The findings of this systematic review as well as the other reviews [7, 11] suggest that most of the available evidence informing opioid use in renal disease involves morphine use. Several studies in the present review demonstrated that morphine and its active metabolites accumulate in renal disease [16, 24, 34‒36, 38, 39, 41, 43, 44] and that morphine use may be associated with an increased risk of adverse events among patients with reduced compared to normal renal function [15, 30] The study findings demonstrate that advanced chronic kidney disease, high opioid doses, and prolonged treatment duration are associated opioid toxicity in the context of poor renal clearance. However, patients’ renal function and morphine doses used in these studies are poorly reported. As a result of inconsistent reporting, extrapolation of safety outcomes to this cohort remains a challenge.

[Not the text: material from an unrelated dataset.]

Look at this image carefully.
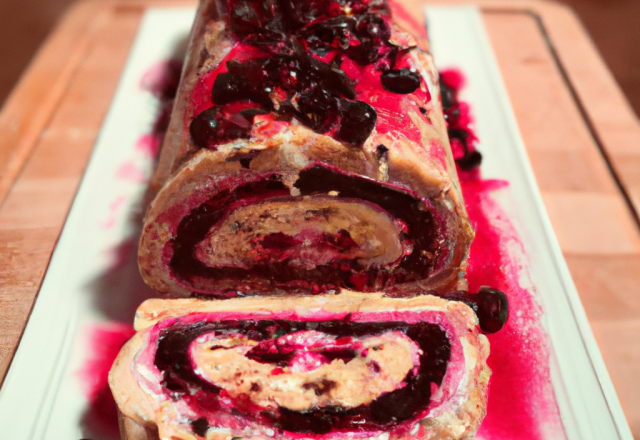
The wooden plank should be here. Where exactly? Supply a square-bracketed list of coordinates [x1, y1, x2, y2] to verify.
[0, 0, 640, 438]
[0, 2, 144, 378]
[0, 2, 104, 203]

There are several limitations to this review. While a rigorous search was conducted across eight databases and reference lists of included studies, the search strategy was limited to articles written in English. Therefore, potentially relevant articles in other languages may not have been identified. The effect of haemodialysis on the clearance and subsequent toxicity associated with opioids and their metabolites was not addressed in this review. The relationship between renal function and incidence of adverse events may not be accurately represented in studies which reported only on the average of a cohort’s renal function, where some patients within the cohort may have normal or reduced kidney function. A meta-analysis was not conducted due to significant heterogeneity between studies. Similarly, the use of chronic kidney disease stage to discuss and compare the use of drugs between studies was not feasible due to heterogeneity in the kidney function units of measure reported. Finally, all studies showed a moderate to serious risk of bias. Thus, the findings of the studies summarised in this review should be interpreted with caution.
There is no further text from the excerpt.